| Eu bosnia force to replace nato { October 8 2003 } Original Source Link: (May no longer be active) http://www.guardian.co.uk/yugo/article/0,2763,1058306,00.htmlhttp://www.guardian.co.uk/yugo/article/0,2763,1058306,00.html
Ashdown backs creation of EU Bosnia force
Ian Black in Brussels Wednesday October 8, 2003 The Guardian
The European Union must allay American fears and win the trust of Bosnians if it wants to replace Nato peacekeepers in Bosnia, Lord Ashdown said yesterday Lord Ashdown, the inter- national community's high representative for Bosnia, said he supported the EU's goal of replacing the Nato-led Stabilisation Force (S-For) next year, but warned it could not be done "on the cheap".
Arguments would have to be won in Washington and Sarajevo, the former leader of the Liberal Democrats said during a visit to Brussels.
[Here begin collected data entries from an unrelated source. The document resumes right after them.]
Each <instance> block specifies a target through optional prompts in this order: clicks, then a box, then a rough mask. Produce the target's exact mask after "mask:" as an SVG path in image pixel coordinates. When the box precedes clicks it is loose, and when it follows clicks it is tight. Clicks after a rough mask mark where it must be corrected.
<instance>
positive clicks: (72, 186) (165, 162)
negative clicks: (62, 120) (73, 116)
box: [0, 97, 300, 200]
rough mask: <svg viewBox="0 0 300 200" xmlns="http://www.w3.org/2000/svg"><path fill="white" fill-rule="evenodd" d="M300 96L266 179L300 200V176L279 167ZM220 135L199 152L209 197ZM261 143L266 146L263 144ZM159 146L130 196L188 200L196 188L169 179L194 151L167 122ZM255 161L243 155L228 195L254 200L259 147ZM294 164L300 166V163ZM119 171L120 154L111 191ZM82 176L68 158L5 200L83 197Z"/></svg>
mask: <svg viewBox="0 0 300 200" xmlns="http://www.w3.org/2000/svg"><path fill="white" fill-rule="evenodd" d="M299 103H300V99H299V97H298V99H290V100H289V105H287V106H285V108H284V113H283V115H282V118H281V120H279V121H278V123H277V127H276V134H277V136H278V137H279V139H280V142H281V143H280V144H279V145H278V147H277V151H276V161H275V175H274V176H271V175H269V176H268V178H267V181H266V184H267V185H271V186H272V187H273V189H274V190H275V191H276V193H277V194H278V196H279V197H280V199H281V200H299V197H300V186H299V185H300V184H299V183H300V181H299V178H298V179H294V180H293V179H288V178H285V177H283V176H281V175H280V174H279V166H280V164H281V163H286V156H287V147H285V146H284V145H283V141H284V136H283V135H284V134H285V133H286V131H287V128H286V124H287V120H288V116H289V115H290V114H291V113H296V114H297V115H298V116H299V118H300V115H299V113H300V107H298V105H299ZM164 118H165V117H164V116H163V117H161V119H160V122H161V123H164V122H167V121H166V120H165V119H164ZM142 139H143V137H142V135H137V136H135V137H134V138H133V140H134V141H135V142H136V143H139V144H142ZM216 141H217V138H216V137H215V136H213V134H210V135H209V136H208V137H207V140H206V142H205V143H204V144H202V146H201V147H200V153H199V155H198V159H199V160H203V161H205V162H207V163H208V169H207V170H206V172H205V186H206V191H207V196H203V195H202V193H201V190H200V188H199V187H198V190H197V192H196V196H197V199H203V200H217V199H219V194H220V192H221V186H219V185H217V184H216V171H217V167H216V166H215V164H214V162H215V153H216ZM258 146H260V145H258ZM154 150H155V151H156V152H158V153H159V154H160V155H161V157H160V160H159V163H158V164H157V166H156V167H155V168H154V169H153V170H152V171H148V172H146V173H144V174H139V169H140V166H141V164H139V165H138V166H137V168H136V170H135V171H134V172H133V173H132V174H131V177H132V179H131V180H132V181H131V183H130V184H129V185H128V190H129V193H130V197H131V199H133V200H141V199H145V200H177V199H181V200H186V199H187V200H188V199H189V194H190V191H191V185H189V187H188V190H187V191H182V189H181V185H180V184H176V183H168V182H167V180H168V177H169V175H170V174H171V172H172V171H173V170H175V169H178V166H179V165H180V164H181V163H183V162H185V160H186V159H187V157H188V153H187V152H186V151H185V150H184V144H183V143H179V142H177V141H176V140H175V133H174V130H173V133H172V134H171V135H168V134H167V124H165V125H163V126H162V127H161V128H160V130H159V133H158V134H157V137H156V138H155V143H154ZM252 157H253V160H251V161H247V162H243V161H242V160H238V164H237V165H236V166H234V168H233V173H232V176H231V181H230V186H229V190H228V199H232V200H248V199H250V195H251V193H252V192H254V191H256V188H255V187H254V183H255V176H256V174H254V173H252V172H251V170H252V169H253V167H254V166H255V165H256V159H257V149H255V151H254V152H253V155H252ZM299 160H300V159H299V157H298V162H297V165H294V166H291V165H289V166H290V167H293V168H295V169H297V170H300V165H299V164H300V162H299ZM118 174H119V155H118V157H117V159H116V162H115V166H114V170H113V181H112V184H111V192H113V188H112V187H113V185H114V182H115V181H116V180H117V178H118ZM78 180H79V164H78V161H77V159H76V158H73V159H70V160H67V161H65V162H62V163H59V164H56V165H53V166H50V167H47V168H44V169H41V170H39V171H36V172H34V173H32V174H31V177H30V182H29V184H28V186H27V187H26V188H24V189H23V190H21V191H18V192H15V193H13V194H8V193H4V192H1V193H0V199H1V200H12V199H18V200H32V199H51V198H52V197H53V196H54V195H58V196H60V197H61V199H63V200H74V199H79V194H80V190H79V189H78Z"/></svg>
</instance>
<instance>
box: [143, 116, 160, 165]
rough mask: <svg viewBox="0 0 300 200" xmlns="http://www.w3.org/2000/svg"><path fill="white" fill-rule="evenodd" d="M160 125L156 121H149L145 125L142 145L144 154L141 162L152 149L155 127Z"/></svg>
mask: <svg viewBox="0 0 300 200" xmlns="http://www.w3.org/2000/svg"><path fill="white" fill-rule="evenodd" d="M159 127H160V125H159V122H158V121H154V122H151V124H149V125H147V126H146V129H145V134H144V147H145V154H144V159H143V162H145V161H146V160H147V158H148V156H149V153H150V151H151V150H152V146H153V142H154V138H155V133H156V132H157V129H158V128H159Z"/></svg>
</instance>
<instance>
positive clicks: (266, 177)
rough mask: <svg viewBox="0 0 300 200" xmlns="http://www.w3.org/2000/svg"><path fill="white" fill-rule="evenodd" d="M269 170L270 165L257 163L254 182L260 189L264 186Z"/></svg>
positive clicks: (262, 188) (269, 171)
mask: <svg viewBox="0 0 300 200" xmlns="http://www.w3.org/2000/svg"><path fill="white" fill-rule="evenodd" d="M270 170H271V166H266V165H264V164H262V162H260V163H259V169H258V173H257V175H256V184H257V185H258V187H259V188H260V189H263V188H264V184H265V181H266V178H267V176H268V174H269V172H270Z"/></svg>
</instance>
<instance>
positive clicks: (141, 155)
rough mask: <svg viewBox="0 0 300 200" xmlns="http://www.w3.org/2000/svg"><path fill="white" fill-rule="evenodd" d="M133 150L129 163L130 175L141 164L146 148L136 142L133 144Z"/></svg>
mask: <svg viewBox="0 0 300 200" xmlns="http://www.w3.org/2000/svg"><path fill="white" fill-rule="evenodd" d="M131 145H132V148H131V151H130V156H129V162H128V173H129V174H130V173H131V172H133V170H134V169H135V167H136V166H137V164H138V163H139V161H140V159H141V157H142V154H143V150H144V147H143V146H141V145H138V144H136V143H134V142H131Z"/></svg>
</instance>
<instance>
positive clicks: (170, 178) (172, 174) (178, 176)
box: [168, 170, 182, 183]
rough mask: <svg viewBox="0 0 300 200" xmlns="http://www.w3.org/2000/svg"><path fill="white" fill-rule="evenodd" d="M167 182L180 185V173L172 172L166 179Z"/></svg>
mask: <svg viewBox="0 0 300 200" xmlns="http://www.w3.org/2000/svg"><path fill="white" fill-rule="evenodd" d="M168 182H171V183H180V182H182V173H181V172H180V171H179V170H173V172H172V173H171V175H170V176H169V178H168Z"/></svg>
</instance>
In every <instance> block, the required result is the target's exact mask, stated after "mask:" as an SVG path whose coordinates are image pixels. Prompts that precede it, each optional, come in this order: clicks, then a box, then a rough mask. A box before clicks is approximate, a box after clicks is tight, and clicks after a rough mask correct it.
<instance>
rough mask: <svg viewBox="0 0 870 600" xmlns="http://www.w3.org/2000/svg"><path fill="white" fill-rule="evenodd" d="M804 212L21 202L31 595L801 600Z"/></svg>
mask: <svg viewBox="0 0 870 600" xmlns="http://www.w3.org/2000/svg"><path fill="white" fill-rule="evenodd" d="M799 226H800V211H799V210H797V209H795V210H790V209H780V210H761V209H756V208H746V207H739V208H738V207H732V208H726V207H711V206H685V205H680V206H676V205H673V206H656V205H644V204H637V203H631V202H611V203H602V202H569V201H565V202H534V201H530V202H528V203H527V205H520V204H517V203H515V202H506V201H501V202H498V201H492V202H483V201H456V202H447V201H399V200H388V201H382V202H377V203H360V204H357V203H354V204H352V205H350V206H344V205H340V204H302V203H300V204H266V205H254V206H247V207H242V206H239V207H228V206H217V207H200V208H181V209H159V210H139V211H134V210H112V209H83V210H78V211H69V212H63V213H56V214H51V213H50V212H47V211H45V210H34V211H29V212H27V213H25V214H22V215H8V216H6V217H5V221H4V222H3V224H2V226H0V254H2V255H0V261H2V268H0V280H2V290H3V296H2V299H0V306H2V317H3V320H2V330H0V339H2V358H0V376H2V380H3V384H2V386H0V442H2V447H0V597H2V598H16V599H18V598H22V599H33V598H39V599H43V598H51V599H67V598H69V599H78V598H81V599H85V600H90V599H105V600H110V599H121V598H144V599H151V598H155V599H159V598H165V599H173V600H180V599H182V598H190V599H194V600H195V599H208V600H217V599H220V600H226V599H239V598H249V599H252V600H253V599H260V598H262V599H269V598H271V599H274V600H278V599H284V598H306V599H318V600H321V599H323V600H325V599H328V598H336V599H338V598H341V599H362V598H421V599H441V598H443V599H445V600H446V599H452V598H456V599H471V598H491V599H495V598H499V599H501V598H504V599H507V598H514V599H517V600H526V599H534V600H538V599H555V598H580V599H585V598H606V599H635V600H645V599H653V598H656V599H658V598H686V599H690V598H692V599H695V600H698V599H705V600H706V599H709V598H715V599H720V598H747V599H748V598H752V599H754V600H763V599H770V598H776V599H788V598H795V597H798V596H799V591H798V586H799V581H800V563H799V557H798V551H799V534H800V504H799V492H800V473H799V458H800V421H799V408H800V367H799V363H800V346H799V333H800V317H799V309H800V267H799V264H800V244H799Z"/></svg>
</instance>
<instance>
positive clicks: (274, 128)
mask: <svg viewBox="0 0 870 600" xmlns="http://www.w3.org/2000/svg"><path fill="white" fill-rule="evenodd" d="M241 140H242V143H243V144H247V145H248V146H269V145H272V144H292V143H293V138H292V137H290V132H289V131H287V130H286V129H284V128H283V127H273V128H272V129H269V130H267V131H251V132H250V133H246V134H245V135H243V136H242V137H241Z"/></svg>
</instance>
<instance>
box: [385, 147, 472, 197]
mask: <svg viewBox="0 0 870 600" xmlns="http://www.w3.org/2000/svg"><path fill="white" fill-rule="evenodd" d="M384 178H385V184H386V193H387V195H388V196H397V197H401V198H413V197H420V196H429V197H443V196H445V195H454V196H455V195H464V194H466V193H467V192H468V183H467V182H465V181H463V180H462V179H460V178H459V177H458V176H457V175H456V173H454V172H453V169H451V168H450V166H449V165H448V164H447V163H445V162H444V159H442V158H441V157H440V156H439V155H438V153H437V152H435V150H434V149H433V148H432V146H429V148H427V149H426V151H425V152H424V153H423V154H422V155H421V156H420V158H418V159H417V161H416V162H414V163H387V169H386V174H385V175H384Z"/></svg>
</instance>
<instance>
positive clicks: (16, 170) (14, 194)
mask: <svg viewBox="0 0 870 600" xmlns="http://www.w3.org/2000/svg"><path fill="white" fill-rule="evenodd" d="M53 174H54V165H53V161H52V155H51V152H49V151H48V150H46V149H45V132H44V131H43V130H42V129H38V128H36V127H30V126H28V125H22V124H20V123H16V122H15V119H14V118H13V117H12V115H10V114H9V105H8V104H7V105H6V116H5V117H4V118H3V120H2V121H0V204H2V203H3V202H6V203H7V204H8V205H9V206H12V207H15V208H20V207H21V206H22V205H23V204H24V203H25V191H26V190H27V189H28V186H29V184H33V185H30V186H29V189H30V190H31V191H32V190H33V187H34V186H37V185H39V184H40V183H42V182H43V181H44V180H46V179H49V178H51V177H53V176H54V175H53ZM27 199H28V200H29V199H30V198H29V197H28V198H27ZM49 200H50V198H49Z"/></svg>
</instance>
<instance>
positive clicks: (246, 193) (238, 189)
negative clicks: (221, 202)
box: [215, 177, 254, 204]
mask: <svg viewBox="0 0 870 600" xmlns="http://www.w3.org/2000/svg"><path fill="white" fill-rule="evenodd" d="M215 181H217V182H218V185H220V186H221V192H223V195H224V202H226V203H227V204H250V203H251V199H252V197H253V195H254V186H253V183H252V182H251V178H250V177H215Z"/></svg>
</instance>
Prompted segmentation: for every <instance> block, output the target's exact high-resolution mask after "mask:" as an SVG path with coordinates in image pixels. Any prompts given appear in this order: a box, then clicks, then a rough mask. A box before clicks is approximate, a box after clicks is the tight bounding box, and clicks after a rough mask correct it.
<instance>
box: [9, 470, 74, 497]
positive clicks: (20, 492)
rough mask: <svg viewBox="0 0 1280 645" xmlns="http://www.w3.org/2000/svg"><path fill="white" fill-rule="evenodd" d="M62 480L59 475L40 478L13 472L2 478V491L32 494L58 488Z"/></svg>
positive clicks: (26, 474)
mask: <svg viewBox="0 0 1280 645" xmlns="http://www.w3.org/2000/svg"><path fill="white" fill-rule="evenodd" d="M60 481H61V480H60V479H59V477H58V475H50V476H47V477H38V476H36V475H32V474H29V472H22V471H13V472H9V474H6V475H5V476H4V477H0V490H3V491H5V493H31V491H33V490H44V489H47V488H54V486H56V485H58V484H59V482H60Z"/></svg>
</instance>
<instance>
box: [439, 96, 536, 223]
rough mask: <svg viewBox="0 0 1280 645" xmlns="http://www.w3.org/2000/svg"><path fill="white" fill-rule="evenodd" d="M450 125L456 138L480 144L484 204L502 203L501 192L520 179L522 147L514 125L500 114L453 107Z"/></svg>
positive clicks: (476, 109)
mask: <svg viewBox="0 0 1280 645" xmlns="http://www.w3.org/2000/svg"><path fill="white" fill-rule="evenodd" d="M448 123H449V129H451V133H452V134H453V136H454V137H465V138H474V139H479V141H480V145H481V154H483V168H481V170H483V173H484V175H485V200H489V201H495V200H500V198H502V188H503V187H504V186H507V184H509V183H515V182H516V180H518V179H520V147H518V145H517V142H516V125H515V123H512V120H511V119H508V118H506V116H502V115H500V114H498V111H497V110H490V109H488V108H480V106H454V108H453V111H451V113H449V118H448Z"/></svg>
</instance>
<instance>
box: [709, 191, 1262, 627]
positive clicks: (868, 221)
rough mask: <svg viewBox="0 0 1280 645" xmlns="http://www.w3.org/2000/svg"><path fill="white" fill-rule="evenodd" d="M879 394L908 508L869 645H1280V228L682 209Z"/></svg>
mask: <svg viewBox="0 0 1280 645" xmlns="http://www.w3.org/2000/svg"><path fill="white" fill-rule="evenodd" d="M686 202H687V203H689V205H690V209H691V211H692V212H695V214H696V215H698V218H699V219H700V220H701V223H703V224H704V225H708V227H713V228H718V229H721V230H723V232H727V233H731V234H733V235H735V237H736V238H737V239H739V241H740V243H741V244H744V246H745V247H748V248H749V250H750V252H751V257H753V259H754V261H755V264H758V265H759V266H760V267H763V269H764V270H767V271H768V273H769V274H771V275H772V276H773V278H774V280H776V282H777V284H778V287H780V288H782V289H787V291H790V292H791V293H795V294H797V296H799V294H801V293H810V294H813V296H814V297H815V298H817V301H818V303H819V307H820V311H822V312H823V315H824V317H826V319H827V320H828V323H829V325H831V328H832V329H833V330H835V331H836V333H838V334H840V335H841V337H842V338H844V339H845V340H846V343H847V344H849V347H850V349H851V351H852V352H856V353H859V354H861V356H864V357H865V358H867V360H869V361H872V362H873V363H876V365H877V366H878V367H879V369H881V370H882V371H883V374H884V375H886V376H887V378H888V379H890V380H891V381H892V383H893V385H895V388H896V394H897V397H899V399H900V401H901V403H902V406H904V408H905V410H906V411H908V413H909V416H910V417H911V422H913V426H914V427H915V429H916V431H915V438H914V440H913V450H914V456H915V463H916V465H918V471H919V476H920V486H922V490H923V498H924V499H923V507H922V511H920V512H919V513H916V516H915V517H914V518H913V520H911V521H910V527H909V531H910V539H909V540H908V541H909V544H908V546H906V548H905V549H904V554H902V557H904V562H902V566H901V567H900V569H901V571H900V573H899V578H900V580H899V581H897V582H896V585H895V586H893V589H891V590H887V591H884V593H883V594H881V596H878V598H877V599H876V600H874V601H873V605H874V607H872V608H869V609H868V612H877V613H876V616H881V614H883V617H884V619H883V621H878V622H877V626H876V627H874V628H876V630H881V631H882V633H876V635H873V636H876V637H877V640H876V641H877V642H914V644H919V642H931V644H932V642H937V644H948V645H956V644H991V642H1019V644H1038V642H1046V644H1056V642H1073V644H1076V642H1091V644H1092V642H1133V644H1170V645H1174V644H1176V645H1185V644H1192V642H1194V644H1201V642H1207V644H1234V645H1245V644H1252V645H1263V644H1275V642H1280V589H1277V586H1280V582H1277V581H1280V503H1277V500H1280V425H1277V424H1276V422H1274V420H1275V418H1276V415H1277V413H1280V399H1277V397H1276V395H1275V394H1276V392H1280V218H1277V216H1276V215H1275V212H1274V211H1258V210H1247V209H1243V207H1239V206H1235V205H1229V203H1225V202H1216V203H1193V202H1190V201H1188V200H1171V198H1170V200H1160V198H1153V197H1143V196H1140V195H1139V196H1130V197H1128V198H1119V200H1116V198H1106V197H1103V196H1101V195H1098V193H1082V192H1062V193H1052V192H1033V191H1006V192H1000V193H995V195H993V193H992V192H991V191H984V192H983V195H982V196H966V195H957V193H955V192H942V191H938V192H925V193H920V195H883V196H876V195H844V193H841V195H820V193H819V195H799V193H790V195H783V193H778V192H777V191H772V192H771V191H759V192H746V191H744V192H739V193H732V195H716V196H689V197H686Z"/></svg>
"This is Europe's problem, in Europe's backyard," he said. "It is scandalous that 50 years after the second world war we still have to wait for Uncle Sam to come in and bail us out."
But it was still important to keep the US involved. "It is not in the nature of superpowers to give up the areas in which they have major influence. Even before Iraq I had my doubts. In effect, Washington has a veto on this process."
EU defence ministers said at the weekend they hoped to replace S-For by EU-For in the second half of next year, a timeframe the US had previously rejected as too soon.
S-For, commanded by Nato, was created after the 1995 Dayton peace accords and has kept the peace ever since. It has 13,000 soldiers, 1,500 of them American, but this total is due to be reduced to 6,000 to 8,000 next year.
Europe's fledgling rapid reaction force has so far taken on only small peacekeeping operations in Macedonia and Congo, and Bosnia is seen as its biggest test.
US doubts are linked to suspicion of European ambitions, and especially an attempt by France and Germany to establish a defence identity independent of Nato. But Washington seems to have warmed to the idea of the force, especially if it is under British command, because of its heavy military commitments in Iraq and Afghanistan.
"Europe has to look serious about this," Lord Ashdown said. "It cannot come in on the cheap. It has to come in as an effective force capable of securing the peace. It has to do it with bayonets fixed and flags flying."
The EU would also have to improve its credibility with the local authorities. "The Bosnians distrust Europe," he said.
"They regard Europeans as the people who sat there and did nothing for four years while they were slaughtered. The Americans are the people who came in and saved them. That's unfair ... But we do have a credibility problem."
Lord Ashdown defended S-For's failure to catch Radovan Karadzic, the former Bosnian Serb leader, who still faces genocide charges at the UN war crimes tribunal, along with Ratko Mladic, the Serb military commander.
He said: "This guy is probably up on the wildest mountain fastness in Europe where Tito hid 16,000 partisans against six German divisions."